L’autore, giornalista sportivo dalla prosa agile e gradevole, riesce nel suo intento, e non solo: con la competenza che sarebbe da attendersi solo da un “addetto ai lavori” mostra limiti e problemi della scuola italiana di oggi. Riesce a farlo proprio dando voce alle ragazze e ai ragazzi che incontra in alcuni istituti di istruzione superiore (e formazione professionale) in giro per l’Italia, con i quali ha lavorato sulla Lettera di Barbiana. Il libro è un vivace resoconto di questa particolare esperienza, a metà fra la didattica e l’inchiesta sociale, capace di mettere il dito nella piaga di molte cose che non vanno.

Perché molti adolescenti, si chiede Schiavon, si impegnano con passione di pomeriggio dando ascolto al loro allenatore, mentre la mattina appaiono totalmente indifferenti agli adulti che hanno di fronte? Perché le classi di oggi appaiono ancora luoghi ostili per i “timidi”? Perché molti ragazzi “non vedono collegamenti tra la vita dentro e fuori la scuola”, anche a dispetto delle sciagurate innovazioni come l’alternanza scuola/lavoro? E si potrebbe continuare, chiamando in causa, come opportunamente si fa in questo libro, la nefasta centralità del voto nel rapporto didattico fra docente e discente o l’incapacità di molti insegnanti di appassionare allo studio, facendone capire scopo e valore. La realtà, ci dice Schiavon, è dunque assai lontana da quella che potrebbe essere se lo studente-persona fosse davvero al centro dell’impegno di tutti i docenti, ma non si può nemmeno sostenere che nelle nostre aule non si trovi nulla di buono.

Uscita di scena la generazione dei docenti del Sessantotto, cui la stessa Roghi nel suo libro tributa il meritato riconoscimento a partire dalla sua esperienza personale, restano comunque moltissimi insegnanti, anche i più giovani, che dell’elaborazione di don Milani (e degli altri pedagogisti democratici) fanno tesoro. Sono, spesso, proprio quelli contro cui si scagliano gli strali dei laudatores temporis acti che vorrebbero che il priore di Barbiana non avesse mai scritto, insieme ai suoi allievi, quel testo destinato a fare epoca. Quelli che pensano che l’aggressività, l’insuccesso o il disorientamento degli alunni dipenda dalla “fine dell’autorità” dei maestri, perdendo però di vista il contesto nel quale le cose accadono. Come se famiglie, origini, tensioni sociali, retoriche pubbliche, nuove tecnologie e linguaggi non contassero nulla.

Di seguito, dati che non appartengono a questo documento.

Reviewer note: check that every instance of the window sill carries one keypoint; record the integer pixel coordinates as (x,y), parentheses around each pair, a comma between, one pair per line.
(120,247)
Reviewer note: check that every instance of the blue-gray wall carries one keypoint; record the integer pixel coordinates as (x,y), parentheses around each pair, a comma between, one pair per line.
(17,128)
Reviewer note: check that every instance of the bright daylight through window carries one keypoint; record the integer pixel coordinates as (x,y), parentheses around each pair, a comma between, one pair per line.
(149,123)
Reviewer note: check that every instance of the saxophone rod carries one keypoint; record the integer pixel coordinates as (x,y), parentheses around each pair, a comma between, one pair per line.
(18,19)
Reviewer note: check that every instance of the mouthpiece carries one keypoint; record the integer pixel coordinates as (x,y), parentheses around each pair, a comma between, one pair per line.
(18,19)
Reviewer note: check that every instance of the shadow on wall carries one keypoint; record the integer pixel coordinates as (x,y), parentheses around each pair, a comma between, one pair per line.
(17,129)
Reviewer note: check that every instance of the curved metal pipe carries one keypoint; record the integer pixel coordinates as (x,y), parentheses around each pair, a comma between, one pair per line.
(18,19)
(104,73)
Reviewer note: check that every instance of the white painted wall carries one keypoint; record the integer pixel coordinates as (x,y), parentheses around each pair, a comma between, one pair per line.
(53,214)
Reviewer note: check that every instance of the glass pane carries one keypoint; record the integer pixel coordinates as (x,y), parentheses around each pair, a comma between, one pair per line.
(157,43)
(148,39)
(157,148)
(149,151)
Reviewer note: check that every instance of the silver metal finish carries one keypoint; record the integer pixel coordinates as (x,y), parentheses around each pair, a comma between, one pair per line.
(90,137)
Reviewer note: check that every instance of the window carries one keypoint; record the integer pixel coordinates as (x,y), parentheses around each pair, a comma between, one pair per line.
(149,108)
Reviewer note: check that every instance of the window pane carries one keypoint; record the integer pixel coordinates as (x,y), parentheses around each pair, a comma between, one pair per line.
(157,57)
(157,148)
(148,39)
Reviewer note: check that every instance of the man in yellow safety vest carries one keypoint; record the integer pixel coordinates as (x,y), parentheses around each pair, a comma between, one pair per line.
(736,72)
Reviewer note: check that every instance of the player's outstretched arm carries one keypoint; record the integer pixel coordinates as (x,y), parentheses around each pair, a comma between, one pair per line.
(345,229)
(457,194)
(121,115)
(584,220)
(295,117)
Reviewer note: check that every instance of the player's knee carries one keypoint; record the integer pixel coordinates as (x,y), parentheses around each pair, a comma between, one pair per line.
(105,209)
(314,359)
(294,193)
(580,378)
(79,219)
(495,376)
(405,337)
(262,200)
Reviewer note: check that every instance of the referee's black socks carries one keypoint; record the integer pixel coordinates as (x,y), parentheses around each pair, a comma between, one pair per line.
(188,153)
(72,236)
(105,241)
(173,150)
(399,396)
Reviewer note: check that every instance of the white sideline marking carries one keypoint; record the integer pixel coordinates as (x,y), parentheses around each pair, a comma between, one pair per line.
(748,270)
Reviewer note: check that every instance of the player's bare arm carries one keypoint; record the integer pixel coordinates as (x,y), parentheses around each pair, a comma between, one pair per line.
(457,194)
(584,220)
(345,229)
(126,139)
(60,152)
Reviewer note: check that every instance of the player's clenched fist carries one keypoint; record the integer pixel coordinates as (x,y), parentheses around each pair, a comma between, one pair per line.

Alla scuola – a quelli e quelle che ci lavorano – si chiede sempre di più, salvo poi sbatterle in faccia l’inadeguatezza per difetto di ordine e disciplina. No, ciò che manca alla scuola per fare meglio quello che già prova a fare è, semmai, il soffio della vita che circola invece in ogni pagina di quella Lettera che non deve smettere di essere letta.